Ash Wednesday is here again, and with it the beginning of another Lent. Whether this is your first or your tenth or your fortieth or your eightieth Lent, it seems each one takes on a character of its own.
As this day approaches, I am never sure what to expect. There have been years where I've laid out big, ambitious plans for personal growth or spiritual reading. There have been years where my plans were smaller...but I almost always have plans. I have traditionally approached this time as a period in which I need to be about some extra purpose (along with the "extra" that comes this time of year in the work of liturgy and church music).
This year, Ash Wednesday is a little different in that it arrived before I was ready for it to get here. Even as late as this morning, I wasn't quite sure what I was going to "do" for Lent. I am still figuring it out, waiting for the Spirit to issue an invitation or give me a clue what I might need to take up or let go in this season.

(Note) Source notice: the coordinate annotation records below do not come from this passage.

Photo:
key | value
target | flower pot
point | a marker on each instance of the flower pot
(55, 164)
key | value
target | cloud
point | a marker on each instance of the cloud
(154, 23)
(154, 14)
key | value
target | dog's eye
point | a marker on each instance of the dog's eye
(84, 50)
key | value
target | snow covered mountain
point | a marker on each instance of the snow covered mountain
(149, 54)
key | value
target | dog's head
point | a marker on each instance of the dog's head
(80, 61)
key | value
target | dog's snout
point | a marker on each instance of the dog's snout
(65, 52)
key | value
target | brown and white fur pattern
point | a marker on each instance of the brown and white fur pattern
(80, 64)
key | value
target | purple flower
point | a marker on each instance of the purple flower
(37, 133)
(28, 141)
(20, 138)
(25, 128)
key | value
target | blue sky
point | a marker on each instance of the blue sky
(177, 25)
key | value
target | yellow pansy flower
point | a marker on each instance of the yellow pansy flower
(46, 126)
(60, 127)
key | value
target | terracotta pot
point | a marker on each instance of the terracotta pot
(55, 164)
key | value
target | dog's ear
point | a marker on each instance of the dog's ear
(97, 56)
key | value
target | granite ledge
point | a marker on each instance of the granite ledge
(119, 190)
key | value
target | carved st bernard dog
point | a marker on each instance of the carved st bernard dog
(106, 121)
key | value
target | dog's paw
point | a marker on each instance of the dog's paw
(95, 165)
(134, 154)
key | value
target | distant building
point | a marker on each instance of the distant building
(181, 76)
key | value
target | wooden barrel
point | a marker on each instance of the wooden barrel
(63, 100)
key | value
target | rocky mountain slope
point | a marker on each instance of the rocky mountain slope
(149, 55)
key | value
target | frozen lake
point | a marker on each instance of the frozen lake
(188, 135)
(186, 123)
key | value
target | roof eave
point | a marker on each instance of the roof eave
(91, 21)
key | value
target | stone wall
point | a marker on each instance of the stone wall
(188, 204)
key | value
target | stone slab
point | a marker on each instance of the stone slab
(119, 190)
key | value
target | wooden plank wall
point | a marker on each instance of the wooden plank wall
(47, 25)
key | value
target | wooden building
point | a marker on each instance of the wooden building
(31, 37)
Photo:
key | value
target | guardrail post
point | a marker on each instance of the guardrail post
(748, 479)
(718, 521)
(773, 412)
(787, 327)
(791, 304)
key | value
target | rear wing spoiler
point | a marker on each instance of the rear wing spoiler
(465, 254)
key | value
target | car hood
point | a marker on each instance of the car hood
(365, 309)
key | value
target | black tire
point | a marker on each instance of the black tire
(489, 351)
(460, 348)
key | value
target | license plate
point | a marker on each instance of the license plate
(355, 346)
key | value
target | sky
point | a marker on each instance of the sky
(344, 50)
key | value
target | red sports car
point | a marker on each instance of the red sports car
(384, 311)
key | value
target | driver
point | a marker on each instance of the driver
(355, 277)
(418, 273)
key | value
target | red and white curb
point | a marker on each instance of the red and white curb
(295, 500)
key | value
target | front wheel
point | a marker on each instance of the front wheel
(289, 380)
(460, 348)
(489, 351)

Still, as I rehearsed alone this morning in the empty nave of the Cathedral for the noon Mass, chanting the Introit from the Graduale Romanum, I felt something clicking into place in my heart like the tumblers in a lock, lining up to allow the door to swing open.
Misereris omnium, Domine, et nihil odisti eorum fecisti...
Your mercy extends to all things, O Lord, and you despise none of the things you have made...
The text of the Introit goes on to say that God overlooks our sins "for the sake of repentance...You offer them your pardon, because you are the Lord our God."
Reflecting on this text today, I had a new realization. This–this unfinished not-knowing, this perpetual uncertainty, this ongoing figuring out who we are and what we're meant to do–this is what it means to be human. Lent isn't a time to get away from our humanity or to somehow leave behind all our flaws in an extraordinary episode of faith-on-steroids that has us leaping over small buildings.
Instead, it's a time to look honestly and directly at what it means that we are human and that God is God. Our not-being-God means that we are going to keep screwing up, despite our best efforts...and God's being God means that God already knows this. God is everlastingly patient with our humanity (to the thousandth generation, as Deuteronomy says). God made us and does not despise our shortcomings. God is going to keep applying mercy where it is needed, over and over again, as often as we require it.
Does this mean we shouldn't try to get better at the things we struggle with? No, of course not. We have to try, and we do. It does mean, however, that God's identity as God means that he will keep on forgiving us and offering that mercy that we so badly need.
We do need mercy, now and all the time, because we are human.
God offers us mercy, because God is God.
Lent - this Lent, right now- is the time where can freely admit that this is the reality of our relationship with God and let ourselves lean into it a little, on purpose.
Not to escape our weaknesses or will them away, but to recognize that despite those flaws, we are worthy of love and mercy.